If you’ve been near education conferences in the last year or so, the chances are that you’ve heard at least one of the two following propositions.
1) “Modularization is the Future”. People don’t need full degrees, they need knowledge in bite-size chunks, and they need it “on-demand”. That means that learning needs to come in tiny little bits, and certification for learning needs to come in tiny, bite-size pieces, too. This is partly what’s pushing the enthusiasm behind certain MOOCs and ideas like “Open badges”, but even within mainstream institutions, you’re seeing this as well.
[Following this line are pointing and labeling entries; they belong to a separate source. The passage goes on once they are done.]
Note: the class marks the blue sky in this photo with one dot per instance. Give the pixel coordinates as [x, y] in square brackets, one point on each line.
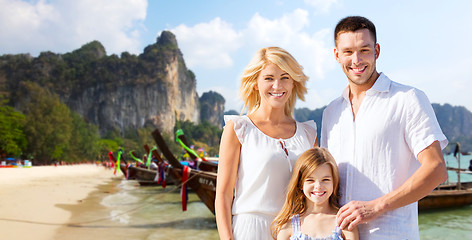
[425, 44]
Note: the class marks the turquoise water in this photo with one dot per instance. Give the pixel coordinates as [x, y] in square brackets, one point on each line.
[153, 213]
[451, 224]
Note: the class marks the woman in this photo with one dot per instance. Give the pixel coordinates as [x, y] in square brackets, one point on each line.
[258, 151]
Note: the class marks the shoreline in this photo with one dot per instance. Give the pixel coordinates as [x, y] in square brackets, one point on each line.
[38, 201]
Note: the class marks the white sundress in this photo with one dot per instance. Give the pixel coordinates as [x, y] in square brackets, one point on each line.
[265, 168]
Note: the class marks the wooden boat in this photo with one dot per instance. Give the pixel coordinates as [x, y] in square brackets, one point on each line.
[211, 166]
[145, 176]
[449, 195]
[203, 183]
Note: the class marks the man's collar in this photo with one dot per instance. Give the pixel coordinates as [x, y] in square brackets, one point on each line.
[382, 84]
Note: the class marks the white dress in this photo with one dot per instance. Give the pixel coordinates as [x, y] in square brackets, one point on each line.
[265, 168]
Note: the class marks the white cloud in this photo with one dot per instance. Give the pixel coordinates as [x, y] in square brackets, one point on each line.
[63, 26]
[448, 84]
[213, 46]
[290, 32]
[321, 5]
[208, 45]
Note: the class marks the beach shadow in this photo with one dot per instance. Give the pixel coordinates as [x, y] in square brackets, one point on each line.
[198, 223]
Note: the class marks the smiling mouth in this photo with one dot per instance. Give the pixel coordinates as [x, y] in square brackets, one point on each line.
[277, 94]
[318, 194]
[359, 70]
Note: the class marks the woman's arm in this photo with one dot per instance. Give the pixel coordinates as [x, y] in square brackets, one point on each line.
[351, 235]
[228, 162]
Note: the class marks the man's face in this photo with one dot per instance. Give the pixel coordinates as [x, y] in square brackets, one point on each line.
[357, 53]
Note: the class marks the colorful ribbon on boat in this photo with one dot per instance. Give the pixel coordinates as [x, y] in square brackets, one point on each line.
[160, 175]
[110, 156]
[148, 163]
[177, 139]
[127, 170]
[131, 153]
[183, 191]
[117, 166]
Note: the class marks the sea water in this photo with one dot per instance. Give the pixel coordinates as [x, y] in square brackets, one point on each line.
[153, 213]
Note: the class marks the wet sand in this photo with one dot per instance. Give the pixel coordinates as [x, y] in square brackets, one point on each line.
[37, 202]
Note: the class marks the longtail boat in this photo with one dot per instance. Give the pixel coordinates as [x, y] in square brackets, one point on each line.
[203, 183]
[449, 195]
[147, 176]
[201, 163]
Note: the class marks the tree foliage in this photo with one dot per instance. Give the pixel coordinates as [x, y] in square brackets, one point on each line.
[12, 137]
[48, 125]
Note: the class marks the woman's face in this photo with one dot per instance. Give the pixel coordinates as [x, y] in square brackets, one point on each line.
[274, 86]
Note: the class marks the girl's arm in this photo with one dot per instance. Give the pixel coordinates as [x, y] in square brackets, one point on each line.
[228, 162]
[286, 232]
[351, 234]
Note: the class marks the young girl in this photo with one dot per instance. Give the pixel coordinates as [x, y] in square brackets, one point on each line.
[309, 211]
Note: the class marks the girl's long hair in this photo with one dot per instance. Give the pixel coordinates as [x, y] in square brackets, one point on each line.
[295, 202]
[285, 61]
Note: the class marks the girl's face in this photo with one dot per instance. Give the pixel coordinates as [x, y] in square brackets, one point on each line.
[274, 86]
[318, 186]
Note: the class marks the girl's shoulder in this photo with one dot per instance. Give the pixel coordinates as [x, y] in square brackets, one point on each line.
[286, 231]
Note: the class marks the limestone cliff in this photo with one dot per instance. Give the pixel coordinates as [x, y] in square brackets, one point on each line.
[123, 92]
[212, 108]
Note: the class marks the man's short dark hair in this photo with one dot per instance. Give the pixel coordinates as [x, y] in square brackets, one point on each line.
[352, 24]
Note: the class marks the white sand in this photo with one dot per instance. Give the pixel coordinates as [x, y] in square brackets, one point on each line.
[31, 194]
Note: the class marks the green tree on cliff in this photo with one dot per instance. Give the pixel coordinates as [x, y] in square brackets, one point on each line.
[48, 125]
[12, 138]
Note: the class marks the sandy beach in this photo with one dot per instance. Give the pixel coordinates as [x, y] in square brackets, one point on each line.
[36, 202]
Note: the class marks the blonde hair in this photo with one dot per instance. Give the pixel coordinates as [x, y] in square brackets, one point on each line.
[284, 61]
[295, 202]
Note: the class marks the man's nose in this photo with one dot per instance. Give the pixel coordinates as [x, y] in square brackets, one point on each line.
[355, 58]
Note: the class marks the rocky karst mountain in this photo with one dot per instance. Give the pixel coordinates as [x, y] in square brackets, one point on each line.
[127, 91]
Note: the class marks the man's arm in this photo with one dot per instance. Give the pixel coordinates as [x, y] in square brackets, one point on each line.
[429, 175]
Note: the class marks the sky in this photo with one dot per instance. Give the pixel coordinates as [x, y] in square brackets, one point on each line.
[423, 43]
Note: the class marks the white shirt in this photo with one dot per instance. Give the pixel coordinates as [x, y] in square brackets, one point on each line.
[264, 166]
[377, 152]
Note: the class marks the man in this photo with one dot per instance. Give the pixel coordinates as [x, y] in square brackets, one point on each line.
[385, 139]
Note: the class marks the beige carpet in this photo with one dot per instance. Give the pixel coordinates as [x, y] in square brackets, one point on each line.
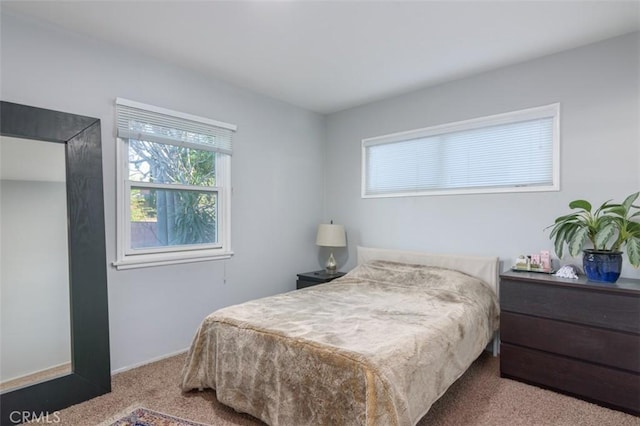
[480, 397]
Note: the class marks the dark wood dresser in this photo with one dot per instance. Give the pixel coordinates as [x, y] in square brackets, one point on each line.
[308, 279]
[573, 336]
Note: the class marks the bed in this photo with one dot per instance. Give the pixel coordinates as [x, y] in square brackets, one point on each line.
[377, 346]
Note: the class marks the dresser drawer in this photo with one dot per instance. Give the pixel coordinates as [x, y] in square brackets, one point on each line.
[612, 387]
[610, 348]
[616, 311]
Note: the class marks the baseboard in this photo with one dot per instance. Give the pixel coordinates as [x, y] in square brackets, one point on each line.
[156, 359]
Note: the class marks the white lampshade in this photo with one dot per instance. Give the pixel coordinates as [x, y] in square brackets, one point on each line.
[330, 235]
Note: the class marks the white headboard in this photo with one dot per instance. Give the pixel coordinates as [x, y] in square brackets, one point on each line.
[485, 268]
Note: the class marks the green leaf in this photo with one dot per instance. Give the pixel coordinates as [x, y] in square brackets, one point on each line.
[628, 202]
[604, 235]
[577, 240]
[633, 251]
[580, 204]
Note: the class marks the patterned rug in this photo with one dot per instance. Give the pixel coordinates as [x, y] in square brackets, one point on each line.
[145, 417]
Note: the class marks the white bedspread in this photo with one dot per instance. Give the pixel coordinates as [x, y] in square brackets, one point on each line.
[377, 346]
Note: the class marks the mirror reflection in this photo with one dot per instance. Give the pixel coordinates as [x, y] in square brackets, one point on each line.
[34, 266]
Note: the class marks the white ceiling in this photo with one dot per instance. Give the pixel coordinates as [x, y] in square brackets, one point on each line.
[330, 55]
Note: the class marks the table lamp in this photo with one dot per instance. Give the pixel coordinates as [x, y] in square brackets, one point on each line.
[330, 235]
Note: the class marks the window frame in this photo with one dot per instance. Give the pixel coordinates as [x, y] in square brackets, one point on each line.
[545, 111]
[129, 258]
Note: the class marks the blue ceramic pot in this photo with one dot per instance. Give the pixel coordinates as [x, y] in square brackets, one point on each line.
[601, 265]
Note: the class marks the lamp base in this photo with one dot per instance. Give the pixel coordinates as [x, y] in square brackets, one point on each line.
[331, 267]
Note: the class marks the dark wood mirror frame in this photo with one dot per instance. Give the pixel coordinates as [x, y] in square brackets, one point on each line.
[90, 359]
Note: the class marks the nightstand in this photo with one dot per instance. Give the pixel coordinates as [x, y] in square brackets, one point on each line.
[307, 279]
[574, 336]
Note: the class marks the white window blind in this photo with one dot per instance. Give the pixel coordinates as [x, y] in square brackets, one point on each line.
[517, 151]
[174, 186]
[146, 122]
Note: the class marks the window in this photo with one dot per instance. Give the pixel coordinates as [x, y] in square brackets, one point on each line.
[174, 188]
[512, 152]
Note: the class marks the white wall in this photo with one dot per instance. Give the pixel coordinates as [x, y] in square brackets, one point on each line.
[598, 88]
[277, 171]
[34, 277]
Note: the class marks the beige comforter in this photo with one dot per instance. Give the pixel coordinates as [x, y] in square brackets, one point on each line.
[376, 347]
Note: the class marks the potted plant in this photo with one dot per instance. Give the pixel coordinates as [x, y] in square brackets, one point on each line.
[608, 229]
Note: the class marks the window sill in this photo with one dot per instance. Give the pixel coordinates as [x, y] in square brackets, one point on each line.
[146, 261]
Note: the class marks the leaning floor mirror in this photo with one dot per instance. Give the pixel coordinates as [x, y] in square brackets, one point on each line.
[53, 288]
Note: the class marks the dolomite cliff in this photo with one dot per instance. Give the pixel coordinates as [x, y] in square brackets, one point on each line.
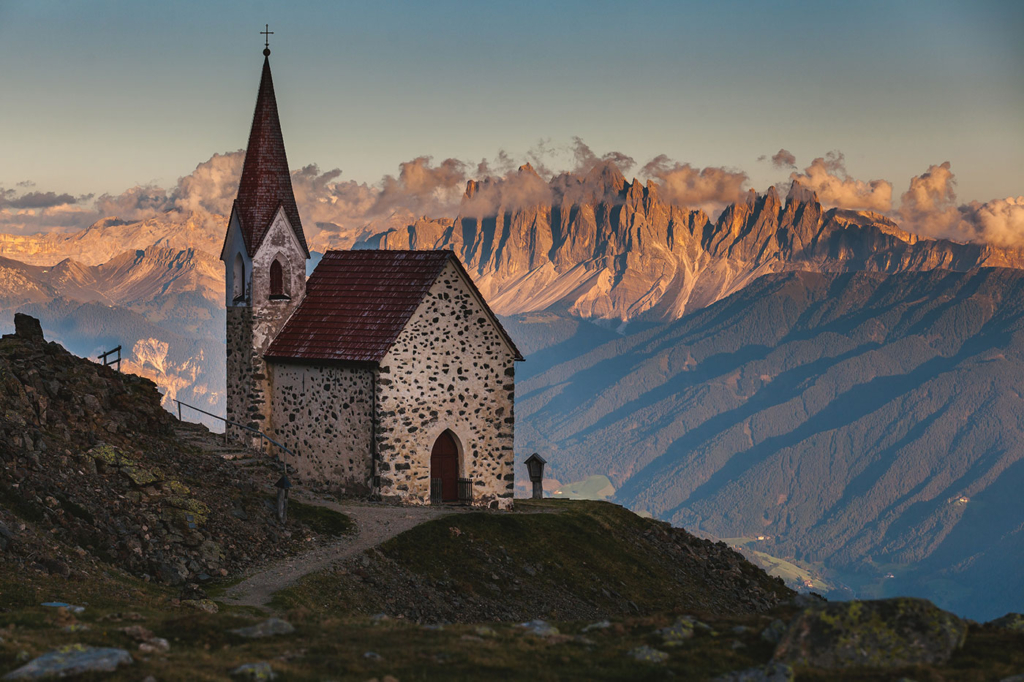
[602, 247]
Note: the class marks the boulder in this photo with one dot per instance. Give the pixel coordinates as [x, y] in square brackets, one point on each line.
[773, 672]
[1013, 622]
[887, 633]
[256, 671]
[71, 661]
[28, 328]
[267, 628]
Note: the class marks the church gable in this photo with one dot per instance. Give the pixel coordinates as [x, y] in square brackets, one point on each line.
[448, 377]
[287, 280]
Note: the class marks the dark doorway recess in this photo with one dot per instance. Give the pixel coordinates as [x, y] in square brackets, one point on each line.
[444, 467]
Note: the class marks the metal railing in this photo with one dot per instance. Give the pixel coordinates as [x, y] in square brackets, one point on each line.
[116, 360]
[228, 422]
[465, 489]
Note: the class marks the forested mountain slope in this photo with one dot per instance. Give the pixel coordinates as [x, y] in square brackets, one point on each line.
[867, 421]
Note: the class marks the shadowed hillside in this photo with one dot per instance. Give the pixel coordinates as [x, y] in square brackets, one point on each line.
[867, 421]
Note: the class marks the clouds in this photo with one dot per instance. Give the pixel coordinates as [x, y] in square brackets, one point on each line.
[336, 211]
[586, 160]
[710, 188]
[929, 207]
[827, 177]
[782, 159]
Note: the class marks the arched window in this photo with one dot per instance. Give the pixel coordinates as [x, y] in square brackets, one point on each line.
[239, 280]
[278, 290]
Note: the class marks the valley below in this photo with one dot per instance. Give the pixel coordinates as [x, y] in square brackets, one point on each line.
[836, 396]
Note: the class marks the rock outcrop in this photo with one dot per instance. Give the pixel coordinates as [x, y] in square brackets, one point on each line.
[90, 459]
[889, 633]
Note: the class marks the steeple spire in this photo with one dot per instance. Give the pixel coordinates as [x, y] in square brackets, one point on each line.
[266, 183]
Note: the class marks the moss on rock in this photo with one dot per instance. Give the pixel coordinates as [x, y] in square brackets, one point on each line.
[887, 633]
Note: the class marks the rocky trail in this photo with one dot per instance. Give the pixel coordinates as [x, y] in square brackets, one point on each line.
[375, 523]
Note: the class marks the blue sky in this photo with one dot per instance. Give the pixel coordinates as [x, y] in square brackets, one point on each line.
[100, 95]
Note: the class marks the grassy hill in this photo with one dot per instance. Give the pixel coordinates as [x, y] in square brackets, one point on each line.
[552, 558]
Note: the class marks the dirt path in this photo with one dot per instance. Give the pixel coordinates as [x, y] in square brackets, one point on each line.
[375, 523]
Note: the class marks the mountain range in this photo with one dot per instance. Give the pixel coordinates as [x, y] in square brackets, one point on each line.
[815, 381]
[602, 247]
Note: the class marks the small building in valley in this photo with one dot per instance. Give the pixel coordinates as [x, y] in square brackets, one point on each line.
[385, 372]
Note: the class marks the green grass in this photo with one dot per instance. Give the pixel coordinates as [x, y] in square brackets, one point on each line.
[793, 571]
[563, 558]
[320, 519]
[592, 487]
[578, 540]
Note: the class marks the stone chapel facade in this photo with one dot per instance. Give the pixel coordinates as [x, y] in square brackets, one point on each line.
[385, 373]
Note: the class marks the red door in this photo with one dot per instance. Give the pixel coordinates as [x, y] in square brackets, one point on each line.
[444, 465]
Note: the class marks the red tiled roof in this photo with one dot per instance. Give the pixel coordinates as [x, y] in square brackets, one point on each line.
[357, 302]
[265, 183]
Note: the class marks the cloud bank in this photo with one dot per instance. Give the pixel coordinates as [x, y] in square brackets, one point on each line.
[339, 211]
[827, 177]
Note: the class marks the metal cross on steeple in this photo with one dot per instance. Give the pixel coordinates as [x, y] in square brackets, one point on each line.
[266, 33]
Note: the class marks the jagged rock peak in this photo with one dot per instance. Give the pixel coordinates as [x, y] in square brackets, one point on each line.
[605, 178]
[800, 194]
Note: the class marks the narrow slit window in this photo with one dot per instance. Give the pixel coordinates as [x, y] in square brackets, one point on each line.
[278, 281]
[239, 280]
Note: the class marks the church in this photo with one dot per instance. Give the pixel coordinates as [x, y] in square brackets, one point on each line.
[385, 373]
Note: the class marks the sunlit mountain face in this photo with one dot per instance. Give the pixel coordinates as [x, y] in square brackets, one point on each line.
[837, 382]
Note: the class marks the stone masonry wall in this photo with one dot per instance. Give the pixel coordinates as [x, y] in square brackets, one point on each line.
[324, 414]
[253, 326]
[449, 369]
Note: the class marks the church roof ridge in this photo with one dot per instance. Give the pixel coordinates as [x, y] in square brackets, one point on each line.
[266, 182]
[357, 303]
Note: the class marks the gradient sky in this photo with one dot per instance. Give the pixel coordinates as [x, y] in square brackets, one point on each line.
[99, 95]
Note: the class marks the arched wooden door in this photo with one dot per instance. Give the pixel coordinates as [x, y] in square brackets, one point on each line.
[444, 466]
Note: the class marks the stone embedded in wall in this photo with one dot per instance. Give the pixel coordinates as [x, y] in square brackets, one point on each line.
[251, 328]
[325, 415]
[449, 370]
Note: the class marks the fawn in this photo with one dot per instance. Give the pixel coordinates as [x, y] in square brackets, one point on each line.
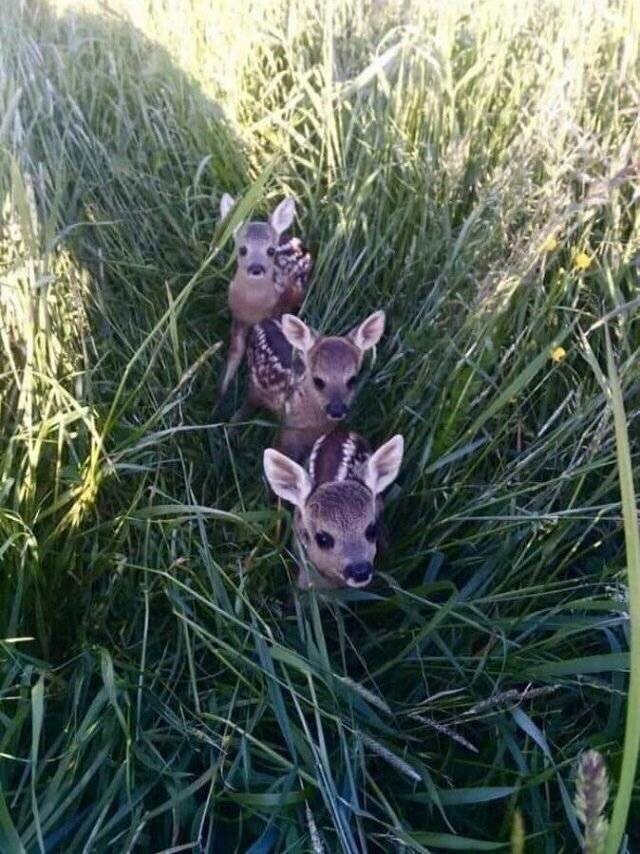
[270, 278]
[310, 396]
[337, 505]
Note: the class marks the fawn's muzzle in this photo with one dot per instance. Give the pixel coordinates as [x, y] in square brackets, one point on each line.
[358, 574]
[336, 409]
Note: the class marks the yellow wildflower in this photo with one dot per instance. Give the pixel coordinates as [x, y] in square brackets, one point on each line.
[581, 261]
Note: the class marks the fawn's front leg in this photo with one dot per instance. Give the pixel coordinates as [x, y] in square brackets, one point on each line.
[237, 347]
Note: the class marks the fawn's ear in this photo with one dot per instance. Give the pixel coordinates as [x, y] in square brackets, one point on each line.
[383, 466]
[298, 333]
[369, 332]
[226, 203]
[282, 217]
[287, 479]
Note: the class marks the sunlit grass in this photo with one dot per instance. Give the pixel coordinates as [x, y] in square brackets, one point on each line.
[469, 167]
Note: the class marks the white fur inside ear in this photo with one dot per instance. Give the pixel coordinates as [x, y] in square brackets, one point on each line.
[283, 215]
[297, 333]
[226, 203]
[384, 465]
[369, 332]
[287, 479]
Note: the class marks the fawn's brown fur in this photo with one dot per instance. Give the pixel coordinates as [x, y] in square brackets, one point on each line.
[313, 393]
[270, 278]
[337, 505]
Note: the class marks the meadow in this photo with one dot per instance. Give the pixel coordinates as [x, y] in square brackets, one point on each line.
[472, 167]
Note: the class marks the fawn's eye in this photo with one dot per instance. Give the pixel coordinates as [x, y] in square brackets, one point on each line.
[324, 540]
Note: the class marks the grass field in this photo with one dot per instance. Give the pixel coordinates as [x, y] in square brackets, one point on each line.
[469, 166]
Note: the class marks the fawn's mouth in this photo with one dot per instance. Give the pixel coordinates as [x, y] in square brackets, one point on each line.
[351, 582]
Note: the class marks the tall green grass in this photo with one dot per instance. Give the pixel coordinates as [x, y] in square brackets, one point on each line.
[164, 686]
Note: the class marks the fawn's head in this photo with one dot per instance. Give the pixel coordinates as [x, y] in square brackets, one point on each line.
[256, 242]
[336, 522]
[333, 363]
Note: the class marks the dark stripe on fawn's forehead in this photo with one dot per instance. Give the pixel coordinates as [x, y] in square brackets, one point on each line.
[334, 456]
[257, 231]
[334, 354]
[341, 504]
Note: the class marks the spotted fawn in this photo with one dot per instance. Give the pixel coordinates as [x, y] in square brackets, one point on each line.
[338, 504]
[270, 278]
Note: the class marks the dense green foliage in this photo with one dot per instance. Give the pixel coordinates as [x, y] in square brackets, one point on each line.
[470, 168]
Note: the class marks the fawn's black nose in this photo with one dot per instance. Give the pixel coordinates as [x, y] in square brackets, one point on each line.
[336, 409]
[359, 573]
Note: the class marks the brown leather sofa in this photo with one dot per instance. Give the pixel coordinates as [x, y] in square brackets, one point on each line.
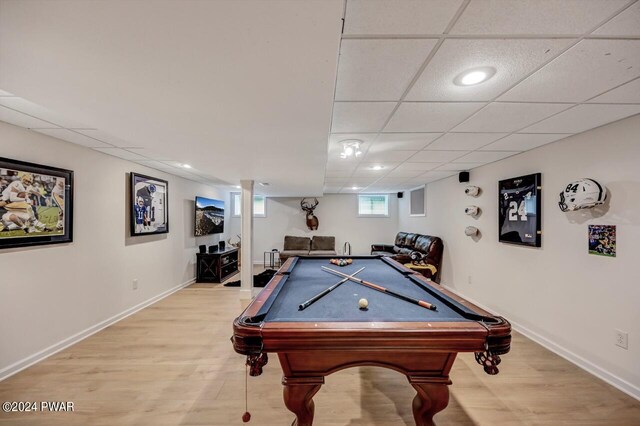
[305, 246]
[406, 243]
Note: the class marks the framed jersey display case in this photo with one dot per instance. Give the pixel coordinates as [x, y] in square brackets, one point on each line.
[519, 212]
[149, 205]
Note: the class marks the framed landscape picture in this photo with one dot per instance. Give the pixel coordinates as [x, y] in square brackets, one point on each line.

In the US, parts of the Michigan community college system are giving out “micro-credits” for as little as a two hours worth of classes.
2) “Learning Outcomes are the Future”. Part of the general movement for accountability in higher education is going to require institutions to describe expected student outcomes and figure out ways to credibly certify that students who have passed a given course of studies have in fact mastered the competencies and skills linked to those outcomes.
There’s something to both of these propositions. The problem is, they can’t both be right, because they contradict each other in one very fundamental way.
The whole point of the learning outcomes is to allow institutions to certify with some degree of precision what kind of knowledge and skills a person who has finished a particular program of studies has. That logic necessarily leads program design away from the frequently smorgasboard-buffet approach to course selection which is prevalent in arts and sciences in North America, and towards program with larger core curricula.
Basically, the more “core” courses there are, the more curriculum planners can be sure that particular skills and knowledge are being taught (and, presumably, learned as well). If learning outcomes are difficult to ensure with smorgasboard curriculum, they’re well-nigh impossible with a fully modularized one. The point of the modularization agenda is very much about making the credentials easier to obtain, and the explicit trade-off made is the coherence of the degree being offered.
To put this another way: the learning outcomes agenda is based on a human capital vision of higher education; the modularization agenda is very much about credentialism. The public policy rationale is probably stronger for the former, but there’s clearly a strong market rationale for the latter. Both are important, neither will trump the other.
Anyone who says either “the future is learning outcomes” or “the future is modularization” without offering any qualifications should be ignored. Different institutions with different missions serving different populations are – quite appropriately – going to favour different strategies. Grown-up, pluralistic education systems are capable of having trends moving in several directions at once.